The first movie is A Thousand Times Good Night. Starring Juliette Binoche , it portrays a woman who works as a photojournalist in conflict regions of the world. She's "driven" and often risks her life - both "male" traits. Visiting these areas of strife and violence, she repeatedly puts her life in danger, in search of the perfect shot. As a friend chides her in a later scene, its the adrenaline rush which keeps her motivated to do the job she does.
And ooh, what a hot dad ! The hunk who plays dad is Nikolaj Coster-Waldu I haven't come across him earlier but I believe Game of Thrones fanatics will recognize him.
As the movie unfolds we are drawn to its central theme - how Gretta ( the character played by Juliette) going away repeatedly to these conflict zones and coming back wounded, having been in situations where she's come close to losing her life- is a huge drain on her family.
When she returns, there's an emotional distance,specially between Gretta and her husband and with her older daughter.They are wary of becoming close again, because she will be gone once more.

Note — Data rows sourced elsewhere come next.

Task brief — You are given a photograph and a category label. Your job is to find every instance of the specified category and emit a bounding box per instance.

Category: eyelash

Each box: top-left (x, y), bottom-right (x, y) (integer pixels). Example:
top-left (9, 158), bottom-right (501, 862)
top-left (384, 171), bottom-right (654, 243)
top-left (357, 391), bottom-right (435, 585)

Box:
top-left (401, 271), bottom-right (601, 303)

As her husband tells her "you smell of death". He tells her, each time she's gone, they prepare for the worst.
All of which made me think of the awesome role reversal the movie offers. Almost all such movies where the person putting his life in danger is a man, and the person left holding the home front, is almost always a woman. I for one can't recall any other movie with such a role reversal. Can you?
Needless to say Julitte Binoche is ethereal and luminous as is the ocean, the most gorgeous backdrop of the movie where a lot of the movie is set.
There were parts of the movie which I found uncomfortable. Scenes such as Gretta shoving her camera into refugees' faces without their permission, because "the world needs to know" or the whole sequence ( suggestive of Afghanistan ) though it doesn't explicitly say so, of the woman suicide bomber. being a Muslim - tried and tested tropes all, very much part of the white saviour complex. Where would we be without the "civilizing" impact of white people? Sigh.
Yet, all this didn't dilute my thorough enjoyment of the movie. Go watch it if you can. If you already have, tell me about it.